John Linton
.....and uniquely so and only in Australia.
I have been struggling to find some way of making ADSL1 services more appealing to customers as the inexorable increase in the percentage of ADSL2 to ADSL1 applications continues to reduce the number of new/churn ADSL1 applications we receive each day and the HSPA applications are moving in a similar direction. We have tried many different things to 'promote' new and churn ADSL1 business but have, largely, been unsuccessful in doing that. We have a cross over situation where we would very much like to grow our ADSL1 user base in those exchanges that are not already equipped with ADSL2 capabilities to ensure that our smaller PoPs have enough usage to allow us to increase the capabilities faster than we can by just adding ADSL2 users.
When we first made ADSL2 available (July 2006) there was not much movement in the relative percentages of the two services ordered each day - around 10% in the first 2 months moving to 15% by December that year. Over 2007 the percentage increased to around 25% and then through 2008 it progressively climbed to around 40%+. Two months into 2009 the percentage of ADSL1 applications has dropped to less than 40% of all broadband applications and will obviously continue to fall. While the 'net' application intake is not falling - it is continuing to slowly grow (excluding the HSPA contributions) - the falling 'contribution' from ADSL1 is something we would like to see slowed.
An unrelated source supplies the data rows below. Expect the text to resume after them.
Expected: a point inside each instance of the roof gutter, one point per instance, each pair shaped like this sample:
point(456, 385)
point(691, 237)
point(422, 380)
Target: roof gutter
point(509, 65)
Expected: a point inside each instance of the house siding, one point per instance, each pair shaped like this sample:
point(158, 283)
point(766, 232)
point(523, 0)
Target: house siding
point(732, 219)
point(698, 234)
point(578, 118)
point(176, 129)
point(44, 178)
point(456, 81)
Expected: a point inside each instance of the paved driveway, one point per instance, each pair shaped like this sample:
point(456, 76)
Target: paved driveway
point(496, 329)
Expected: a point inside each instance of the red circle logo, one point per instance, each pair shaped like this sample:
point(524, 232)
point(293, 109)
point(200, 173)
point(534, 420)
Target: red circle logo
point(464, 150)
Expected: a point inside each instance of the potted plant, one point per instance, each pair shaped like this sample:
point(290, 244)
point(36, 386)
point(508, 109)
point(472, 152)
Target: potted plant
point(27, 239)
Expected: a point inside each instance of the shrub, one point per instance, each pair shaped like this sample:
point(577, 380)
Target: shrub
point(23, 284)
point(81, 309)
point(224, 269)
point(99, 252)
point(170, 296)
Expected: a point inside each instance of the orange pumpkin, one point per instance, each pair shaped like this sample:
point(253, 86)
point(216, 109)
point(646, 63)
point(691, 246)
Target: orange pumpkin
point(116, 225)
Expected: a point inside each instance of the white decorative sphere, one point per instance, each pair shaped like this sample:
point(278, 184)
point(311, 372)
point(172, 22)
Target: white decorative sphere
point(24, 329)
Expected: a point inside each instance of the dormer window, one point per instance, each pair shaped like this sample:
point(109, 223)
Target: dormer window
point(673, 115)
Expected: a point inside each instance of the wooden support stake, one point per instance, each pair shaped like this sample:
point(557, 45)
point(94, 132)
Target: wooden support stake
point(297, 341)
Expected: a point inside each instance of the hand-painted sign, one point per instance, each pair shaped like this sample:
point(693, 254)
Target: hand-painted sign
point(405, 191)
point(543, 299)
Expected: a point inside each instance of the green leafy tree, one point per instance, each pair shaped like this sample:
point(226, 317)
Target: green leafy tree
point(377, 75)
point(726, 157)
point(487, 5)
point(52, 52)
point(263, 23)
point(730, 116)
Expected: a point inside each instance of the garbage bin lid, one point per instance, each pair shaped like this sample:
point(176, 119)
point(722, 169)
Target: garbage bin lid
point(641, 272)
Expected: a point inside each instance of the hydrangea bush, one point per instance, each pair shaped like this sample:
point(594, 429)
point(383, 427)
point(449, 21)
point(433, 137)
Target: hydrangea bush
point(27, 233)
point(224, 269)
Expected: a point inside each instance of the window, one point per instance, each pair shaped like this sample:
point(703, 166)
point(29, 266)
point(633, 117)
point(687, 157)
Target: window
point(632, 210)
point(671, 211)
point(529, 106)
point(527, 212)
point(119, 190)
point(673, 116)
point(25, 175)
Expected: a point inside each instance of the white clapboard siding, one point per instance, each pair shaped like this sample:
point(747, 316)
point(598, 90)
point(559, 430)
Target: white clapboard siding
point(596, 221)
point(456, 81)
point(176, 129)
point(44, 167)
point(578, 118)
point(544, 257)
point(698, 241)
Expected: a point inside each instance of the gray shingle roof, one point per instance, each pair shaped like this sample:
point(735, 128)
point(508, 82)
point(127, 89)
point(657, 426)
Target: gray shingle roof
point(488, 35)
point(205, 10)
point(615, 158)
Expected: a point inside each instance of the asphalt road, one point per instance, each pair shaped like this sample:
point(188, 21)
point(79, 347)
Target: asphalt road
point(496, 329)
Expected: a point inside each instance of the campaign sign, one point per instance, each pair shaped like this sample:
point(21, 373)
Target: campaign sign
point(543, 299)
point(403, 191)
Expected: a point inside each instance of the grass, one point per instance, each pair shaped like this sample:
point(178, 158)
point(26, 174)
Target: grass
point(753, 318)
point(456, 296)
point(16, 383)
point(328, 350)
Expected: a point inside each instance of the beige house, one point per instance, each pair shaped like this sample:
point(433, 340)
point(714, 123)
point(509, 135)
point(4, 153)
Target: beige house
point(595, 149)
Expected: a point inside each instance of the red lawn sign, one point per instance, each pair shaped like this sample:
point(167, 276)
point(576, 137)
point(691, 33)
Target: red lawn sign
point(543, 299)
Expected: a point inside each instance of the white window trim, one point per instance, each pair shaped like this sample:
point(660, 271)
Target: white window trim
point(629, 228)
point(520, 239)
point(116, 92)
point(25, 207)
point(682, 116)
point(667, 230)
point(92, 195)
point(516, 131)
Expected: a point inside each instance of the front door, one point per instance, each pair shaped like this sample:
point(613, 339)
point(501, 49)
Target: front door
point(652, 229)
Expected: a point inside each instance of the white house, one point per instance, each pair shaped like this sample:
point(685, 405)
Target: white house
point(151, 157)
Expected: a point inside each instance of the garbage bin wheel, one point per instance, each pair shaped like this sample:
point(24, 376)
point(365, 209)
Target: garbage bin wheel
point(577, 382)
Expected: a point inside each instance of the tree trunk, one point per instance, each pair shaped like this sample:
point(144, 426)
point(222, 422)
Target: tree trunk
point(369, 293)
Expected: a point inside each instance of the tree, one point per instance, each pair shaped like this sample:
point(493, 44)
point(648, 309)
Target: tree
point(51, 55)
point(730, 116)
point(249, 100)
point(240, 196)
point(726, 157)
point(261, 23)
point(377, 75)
Part of that decline is, of course, because of Telstra's ADSL2 offerings on so many more exchanges and also their aggressive, a person less kind than me might say predatory, "special offer" campaigns on all their older ADSL2 exchanges. With El Sol's resignation yesterday there is, I suppose, some hope that his replacement will not regard wholesale customers in the same way (parasites) but any change in that attitude, assuming it happened, will not see any change for at lest twelve months in which time Telstra will continue to 'plunder' other ISP's ADSL1 user bases. Part would be the wider general acceptance of ADSL2 and the obvious
advantage of 'independent' ADSL2 pricing over Telstra's ADSL1 pricing.
And that's the major problem.
Even a tiny company like Exetel can buy wholesale an ADSL2 service at 50% of the cost of a Telstra 1500/256 service and at less than 30% of a Telstra 8192/384 ADSL1 service. Obviously companies larger than Exetel, or with their own ADSL2 networks, can 'buy' ADSL2 services at much lower costs than Exetel. This makes a mockery of setting sensible pricing for ADSL1 and ADSL2 services for Exetel because the slower service costs more for us to buy than the faster service. Something that I think must be unique in the history of commerce.
This is further complicated by HSPA which, as it becomes generally faster and generally cheaper, provides another faster service at lower cost than ADSL1. Because of current costs it isn't a sensible replacement for all ADSL1 users but it is both faster and lower cost for current 256/64 and 512/128 ADSL1 users and over the coming 12 months will present a very real alternative.
I have been looking at how to make more sense of the Exetel ADSL1 plans/prices for some time and especially over the past two days since I returned to Australia. No matter what I try and manipulate the basic stumbling block remains that the Telstra Wholesale prices for the base monthly connection are so much higher than an ADSL2 service there is no solution that I can see. Exetel definitely is not going to abandon its current ADSL1 users by making no further efforts to improve the ADSL1 service offerings and plans but the Telstra Wholesale pricing is impossible to get past.
With the use of hind sight it is obvious that Exetel should never have offered an ADSL1 service in the first place - but that isn't very helpful to anybody now - at the time it seemed to be the right thing to do. Until HSPA becomes a viable ADSL1 replacement we need to make our ADSL1 plans more attractive than they currently are. For most/almost all customers this means lower prices. It has defied any mental efforts that i have put in to thinking through this issue and I still can't see how ADSL1 can be made more attractive than it is. As far as I can see Exetel offers the lowest ADSL1 prices from any realistic provider and also offers more 'add ons' than any other supplier.
So if anyone has any 'break through' ideas on how to make ADSL1 more attractive I would welcome the input - I've reached the mental equivalent of a 5 meter thick brick wall that is a 1,000 meters high.